M. Jean-Philippe Tanguy (RN). Une fois de plus, les prévisions de RTE sont votre outil principal. Vous dites qu’il est défaillant. Un exemple récent : vous dites aujourd’hui que le fait que RTE n’ait pas étudié un rapport où le poids du nucléaire est plus important est lié aux limites, affirmées sans preuve dans ce rapport, de la filière nucléaire. Votre ministre en charge, Mme Pannier-Runnacher, a indiqué hier dans Les Echos qu’elle demanderait à la filière si elle était capable de faire plus. Soit Mme Pannier-Runnacher se trompe, c’est-à-dire que la question a été posée et il lui a été répondu que la filière ne pouvait pas faire plus, soit la question ne lui a pas été posée et Mme Pannier-Runnacher va lui répondre.

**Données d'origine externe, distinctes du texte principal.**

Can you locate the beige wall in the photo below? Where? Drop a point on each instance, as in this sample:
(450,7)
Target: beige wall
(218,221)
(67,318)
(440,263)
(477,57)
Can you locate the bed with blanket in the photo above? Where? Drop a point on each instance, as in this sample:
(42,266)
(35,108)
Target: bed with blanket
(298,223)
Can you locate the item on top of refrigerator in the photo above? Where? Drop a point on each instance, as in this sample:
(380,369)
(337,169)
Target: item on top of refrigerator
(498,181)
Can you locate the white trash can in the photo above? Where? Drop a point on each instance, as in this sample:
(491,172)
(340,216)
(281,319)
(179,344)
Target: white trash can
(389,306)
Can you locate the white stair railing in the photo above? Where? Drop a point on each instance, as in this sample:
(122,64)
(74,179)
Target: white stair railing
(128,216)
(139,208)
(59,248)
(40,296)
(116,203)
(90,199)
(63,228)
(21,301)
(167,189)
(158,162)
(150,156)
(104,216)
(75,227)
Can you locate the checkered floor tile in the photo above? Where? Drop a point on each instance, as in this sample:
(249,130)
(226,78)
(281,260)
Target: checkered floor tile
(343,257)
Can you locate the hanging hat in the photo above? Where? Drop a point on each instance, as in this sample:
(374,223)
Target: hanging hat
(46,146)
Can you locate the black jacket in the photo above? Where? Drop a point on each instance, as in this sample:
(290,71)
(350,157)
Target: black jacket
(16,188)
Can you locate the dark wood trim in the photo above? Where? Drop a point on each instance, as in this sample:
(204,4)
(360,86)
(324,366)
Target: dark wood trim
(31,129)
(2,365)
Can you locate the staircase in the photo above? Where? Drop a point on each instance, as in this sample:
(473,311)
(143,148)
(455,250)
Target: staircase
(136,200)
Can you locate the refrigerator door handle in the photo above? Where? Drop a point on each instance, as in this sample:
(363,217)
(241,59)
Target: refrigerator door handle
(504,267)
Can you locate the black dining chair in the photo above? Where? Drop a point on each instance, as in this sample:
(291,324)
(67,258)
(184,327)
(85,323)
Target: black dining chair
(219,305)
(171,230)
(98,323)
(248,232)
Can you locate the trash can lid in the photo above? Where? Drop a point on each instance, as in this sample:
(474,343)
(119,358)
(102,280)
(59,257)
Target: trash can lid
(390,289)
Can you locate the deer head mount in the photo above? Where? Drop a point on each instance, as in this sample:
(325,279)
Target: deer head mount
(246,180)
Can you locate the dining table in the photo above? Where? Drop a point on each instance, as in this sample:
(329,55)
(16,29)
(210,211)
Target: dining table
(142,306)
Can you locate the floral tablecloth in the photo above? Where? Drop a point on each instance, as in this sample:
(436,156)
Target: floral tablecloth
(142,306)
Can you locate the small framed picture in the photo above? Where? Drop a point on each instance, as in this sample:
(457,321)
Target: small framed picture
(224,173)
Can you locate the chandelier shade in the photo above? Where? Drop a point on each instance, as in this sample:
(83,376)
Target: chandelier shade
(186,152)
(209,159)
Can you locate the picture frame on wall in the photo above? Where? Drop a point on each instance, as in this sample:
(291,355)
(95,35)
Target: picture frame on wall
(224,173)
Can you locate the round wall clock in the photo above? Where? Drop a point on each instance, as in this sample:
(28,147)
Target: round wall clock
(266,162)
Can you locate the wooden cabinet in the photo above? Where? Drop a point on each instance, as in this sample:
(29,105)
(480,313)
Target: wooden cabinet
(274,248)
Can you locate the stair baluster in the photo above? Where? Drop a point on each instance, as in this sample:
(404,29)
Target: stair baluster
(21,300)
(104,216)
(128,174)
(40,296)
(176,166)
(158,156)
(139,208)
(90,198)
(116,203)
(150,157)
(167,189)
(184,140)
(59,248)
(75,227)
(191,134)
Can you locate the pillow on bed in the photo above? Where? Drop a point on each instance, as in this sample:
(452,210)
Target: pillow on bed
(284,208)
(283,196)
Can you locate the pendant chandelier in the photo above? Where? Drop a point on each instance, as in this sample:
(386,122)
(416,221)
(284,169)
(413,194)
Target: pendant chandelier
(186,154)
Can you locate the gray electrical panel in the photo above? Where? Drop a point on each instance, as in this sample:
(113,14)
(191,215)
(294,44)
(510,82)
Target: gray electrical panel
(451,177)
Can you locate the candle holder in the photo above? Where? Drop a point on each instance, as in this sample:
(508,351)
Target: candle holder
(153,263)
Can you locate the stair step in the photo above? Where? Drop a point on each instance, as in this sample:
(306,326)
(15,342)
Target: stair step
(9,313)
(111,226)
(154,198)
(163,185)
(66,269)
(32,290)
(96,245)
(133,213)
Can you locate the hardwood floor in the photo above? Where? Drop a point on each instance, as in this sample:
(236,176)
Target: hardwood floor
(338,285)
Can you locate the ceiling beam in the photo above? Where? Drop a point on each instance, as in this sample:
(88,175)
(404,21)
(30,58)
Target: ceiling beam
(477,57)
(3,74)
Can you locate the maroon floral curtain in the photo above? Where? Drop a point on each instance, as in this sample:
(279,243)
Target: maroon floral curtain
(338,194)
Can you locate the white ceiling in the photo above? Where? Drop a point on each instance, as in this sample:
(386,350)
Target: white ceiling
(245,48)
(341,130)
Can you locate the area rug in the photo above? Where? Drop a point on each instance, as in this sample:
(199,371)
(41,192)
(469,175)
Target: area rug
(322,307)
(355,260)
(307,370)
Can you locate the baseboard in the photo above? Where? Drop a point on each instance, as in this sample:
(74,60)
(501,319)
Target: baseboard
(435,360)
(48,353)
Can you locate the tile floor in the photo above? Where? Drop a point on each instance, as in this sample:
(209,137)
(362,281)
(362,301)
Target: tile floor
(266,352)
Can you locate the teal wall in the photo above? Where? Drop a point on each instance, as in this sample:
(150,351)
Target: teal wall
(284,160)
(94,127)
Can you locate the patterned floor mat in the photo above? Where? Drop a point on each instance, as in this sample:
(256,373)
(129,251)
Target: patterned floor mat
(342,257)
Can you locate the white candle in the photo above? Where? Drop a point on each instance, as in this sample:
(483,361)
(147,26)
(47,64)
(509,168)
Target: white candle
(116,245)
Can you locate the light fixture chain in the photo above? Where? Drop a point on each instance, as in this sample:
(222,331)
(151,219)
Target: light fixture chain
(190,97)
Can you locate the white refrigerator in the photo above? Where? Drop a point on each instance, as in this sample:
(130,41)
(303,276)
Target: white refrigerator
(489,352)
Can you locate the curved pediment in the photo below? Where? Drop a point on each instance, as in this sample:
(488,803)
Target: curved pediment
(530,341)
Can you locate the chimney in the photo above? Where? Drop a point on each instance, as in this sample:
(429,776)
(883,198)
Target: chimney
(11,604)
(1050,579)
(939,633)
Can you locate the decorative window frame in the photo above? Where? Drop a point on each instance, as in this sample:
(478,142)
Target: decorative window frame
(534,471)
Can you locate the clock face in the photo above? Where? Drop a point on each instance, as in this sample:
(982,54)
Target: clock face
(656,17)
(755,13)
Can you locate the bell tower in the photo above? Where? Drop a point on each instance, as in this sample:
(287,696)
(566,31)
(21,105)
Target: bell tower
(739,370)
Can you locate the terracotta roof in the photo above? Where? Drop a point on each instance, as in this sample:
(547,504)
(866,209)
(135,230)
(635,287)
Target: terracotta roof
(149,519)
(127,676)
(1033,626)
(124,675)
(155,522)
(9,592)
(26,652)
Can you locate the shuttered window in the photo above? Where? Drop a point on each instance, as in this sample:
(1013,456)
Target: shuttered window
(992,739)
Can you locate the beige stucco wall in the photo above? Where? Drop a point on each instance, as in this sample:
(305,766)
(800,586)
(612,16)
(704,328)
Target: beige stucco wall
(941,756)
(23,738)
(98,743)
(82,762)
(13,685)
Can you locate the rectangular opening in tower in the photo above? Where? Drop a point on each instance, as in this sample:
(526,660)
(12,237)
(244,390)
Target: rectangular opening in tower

Le fait que RTE n’ait pas fait de scénario est-il lié, oui ou non, à une réalité de la filière, ou est-elle est liée à une posture politique ?

Pas de réponse :NB : RTE lui même a souligné que 50% n'était pas une limite gravée dans la marbre, le GIFEN a démentie cette limite, Framatome s'affirme bientôt capable de fabriquer au moins 2,5 cuves par ans

Le scenario 100% renouvelable, je sais p)lus qui l'a commandé...

M. Antoine Armand, rapporteur. Mme Ségolène Royal est venue devant notre commission avec une coupure de presse signalant que vous aviez demandé à EDF d’examiner un scénario 100 % renouvelables, semblant impliquer que vous auriez soutenu un tel scénario. Quelle est votre réaction à ce sujet ?

Mme Élisabeth Borne, Première ministre, ancienne ministre de la transition écologique et solidaire (2019-2020). Nous sommes dans des domaines où l’on peut se tromper, comme l’a montré le bilan prévisionnel de RTE. Il est donc responsable d’examiner tous les scénarios, pour faire les choix en toute connaissance de cause. En l’occurrence, l’étude menée par RTE a montré qu’un scénario 100 % renouvelable n’était pas soutenable, tant sur le plan économique que de sécurité d’approvisionnement. Cet élément est important et utile pour tous ceux qui pensent que le débat public doit se tenir sur la base de faits.